A goal for many of the Service Sites we have partnered with this year is sustainability. Creating a system, various materials, and the man-power for a sustainable program is arguably the most difficult step to complete in the Cycle of Program Development. Many nonprofits, including Service Sites, operate with a small staff wearing many hats. The Volunteer Maryland Coordinators (VMCs) assist the nonprofits with the development of volunteer programs; however, their time at each of the Service Sites is limited to ten months. Some VMCs may choose to continue a second year, but for VM24 the service year does end on July 31, 2012. At which time, a transition of responsibilities from the VMC to the nonprofit officially takes place.

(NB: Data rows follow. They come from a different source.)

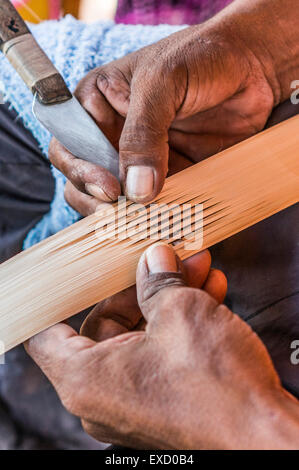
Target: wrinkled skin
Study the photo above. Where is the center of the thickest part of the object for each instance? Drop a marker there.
(190, 379)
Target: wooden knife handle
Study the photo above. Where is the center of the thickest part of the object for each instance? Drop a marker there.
(28, 59)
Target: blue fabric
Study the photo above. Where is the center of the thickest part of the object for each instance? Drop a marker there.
(75, 48)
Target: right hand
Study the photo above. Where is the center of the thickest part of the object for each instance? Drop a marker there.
(194, 93)
(197, 377)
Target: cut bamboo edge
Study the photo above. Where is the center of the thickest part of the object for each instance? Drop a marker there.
(76, 268)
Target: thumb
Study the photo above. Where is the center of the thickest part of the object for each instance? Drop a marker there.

What is sustainability? Sustainability answers the overall question, “How will the volunteer program survive after the service year?” In order for nonprofits to retain volunteers, they have to keep their finger on the pulse of service and volunteerism in their organizations. This can include, constant communication with the volunteers, utilizing new and popular outlets for recruitment, making sure previous and new volunteers are properly motivated (i.e. matching them with innovative volunteer opportunities) and recognized for their service, and accurate reporting and record keeping of service hours and participants. Sustainability can be daunting for the nonprofit sector, but it can be done! In my next post I will review the four basic sustainability strategies Volunteer Maryland recommends.
In a way we should be like Buddy and realize that our “finger” has a heartbeat and work to not let that pulse fade.